Yours sincerely.             


(Sd.) WEMYSS.           

Vice-Admiral W.S.Sims U.S.N.,

       Force Commander.



          “The whole 30 American Submarine Chasers have been dry-docked here (10 in dock at a time). Nine arrived at Corfu yesterday and the remaining 21 sail this afternoon for Corfu with Commander Nelson, U.S.N.2

          I went out in one of them to see her fire “depth charges’ and to try her Hydrophones. The Chasers are good sea boats and well fitted, but some are built of gree wood and I doubt if they will last long with a good deal of nursing.

          They are at present overloaded with stores, etc. for the voyage which affects their speed, but thid [i.e., this] will no longer be the case when they work from the Corfu Base.,

          The officers and men impressed me most favourably, and they are all as keen as possible.

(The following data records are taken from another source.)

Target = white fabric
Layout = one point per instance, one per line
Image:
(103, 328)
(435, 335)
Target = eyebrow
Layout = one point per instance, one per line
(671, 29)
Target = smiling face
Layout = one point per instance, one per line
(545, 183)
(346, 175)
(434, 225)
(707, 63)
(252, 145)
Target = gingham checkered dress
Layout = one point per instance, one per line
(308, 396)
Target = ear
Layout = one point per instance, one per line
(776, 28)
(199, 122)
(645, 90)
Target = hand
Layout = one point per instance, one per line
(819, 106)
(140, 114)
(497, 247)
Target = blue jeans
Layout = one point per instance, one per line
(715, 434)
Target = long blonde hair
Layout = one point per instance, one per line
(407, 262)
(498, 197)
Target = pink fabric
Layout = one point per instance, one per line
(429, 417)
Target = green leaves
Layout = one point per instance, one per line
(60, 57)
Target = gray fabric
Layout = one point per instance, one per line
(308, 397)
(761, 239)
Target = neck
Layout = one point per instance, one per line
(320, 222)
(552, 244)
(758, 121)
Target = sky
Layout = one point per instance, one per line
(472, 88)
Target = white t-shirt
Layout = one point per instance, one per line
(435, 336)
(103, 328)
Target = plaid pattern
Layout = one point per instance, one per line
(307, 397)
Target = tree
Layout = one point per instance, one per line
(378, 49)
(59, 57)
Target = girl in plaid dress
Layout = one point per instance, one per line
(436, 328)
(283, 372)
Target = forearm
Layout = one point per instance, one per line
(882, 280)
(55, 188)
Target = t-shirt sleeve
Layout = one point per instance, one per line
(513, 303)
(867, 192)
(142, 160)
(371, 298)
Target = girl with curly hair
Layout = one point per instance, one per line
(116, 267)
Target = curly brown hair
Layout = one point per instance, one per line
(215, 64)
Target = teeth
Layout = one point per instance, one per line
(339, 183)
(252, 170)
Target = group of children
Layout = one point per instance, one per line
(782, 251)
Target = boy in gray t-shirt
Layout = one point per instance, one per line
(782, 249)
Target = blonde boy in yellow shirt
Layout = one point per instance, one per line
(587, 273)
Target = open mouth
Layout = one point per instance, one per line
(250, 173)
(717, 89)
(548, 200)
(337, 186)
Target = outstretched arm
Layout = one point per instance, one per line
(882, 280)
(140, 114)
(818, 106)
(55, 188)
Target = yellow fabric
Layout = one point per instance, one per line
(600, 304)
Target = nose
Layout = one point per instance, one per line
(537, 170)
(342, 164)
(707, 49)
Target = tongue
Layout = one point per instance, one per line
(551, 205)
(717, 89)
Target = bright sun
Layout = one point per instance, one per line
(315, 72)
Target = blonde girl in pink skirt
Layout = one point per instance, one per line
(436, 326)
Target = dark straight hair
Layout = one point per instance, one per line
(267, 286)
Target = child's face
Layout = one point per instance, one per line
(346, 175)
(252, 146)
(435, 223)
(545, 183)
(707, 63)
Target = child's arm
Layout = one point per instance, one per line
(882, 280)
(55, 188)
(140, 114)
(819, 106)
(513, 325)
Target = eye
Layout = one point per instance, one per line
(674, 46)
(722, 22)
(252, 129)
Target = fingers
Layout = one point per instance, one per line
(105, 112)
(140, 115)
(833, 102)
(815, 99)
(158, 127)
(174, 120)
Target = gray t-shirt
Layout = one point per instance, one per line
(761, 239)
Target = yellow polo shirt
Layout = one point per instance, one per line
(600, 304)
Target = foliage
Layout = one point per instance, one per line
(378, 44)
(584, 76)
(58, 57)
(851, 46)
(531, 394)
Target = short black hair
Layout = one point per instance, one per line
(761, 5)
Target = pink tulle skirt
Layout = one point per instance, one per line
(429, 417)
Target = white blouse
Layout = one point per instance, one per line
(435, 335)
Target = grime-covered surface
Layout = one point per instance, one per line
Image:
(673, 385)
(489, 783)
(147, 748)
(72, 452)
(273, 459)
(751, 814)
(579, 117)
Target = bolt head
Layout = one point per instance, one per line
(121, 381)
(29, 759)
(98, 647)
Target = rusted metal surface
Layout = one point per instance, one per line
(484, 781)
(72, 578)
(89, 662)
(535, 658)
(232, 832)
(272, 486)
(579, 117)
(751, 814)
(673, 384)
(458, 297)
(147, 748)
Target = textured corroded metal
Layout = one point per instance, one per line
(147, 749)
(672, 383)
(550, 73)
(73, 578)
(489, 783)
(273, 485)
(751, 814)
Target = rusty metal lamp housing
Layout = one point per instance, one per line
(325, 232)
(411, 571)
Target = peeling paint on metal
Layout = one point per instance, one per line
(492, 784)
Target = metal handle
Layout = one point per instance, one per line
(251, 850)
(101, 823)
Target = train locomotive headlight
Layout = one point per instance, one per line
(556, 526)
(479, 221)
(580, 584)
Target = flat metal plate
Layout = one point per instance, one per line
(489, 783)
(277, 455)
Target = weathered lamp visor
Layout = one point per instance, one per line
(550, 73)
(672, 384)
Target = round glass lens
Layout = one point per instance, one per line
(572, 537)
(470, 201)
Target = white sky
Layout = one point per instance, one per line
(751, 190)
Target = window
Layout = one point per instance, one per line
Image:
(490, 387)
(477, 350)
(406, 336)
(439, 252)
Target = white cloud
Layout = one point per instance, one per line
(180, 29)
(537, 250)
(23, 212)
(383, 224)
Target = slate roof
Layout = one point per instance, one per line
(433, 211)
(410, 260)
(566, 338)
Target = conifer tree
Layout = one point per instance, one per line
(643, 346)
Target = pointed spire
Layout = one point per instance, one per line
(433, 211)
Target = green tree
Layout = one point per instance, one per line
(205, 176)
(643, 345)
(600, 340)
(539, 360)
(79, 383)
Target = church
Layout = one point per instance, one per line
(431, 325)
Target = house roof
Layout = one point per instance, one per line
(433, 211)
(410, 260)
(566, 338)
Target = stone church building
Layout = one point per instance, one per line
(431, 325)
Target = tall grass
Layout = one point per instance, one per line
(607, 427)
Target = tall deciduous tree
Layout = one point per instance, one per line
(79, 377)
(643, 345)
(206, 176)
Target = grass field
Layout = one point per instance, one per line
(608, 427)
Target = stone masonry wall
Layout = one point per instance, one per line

          The Chasers are well fitted with Hydrophone gear, but the gun armament is poor and the depth charges barely sufficient.


Source Note: Cy, DNA, RG 45, Entry 520, Box 340. There is a note at the bottom of the first page: “Admiral Sims’ reply: “Instructions have been issued to increase the depth charges carried to twelve.”

Footnote 1: VAdm. Sir Somerset Arthur Gough-Calthorpe, R.N.

Footnote 2: Capt. Charles P. Nelson.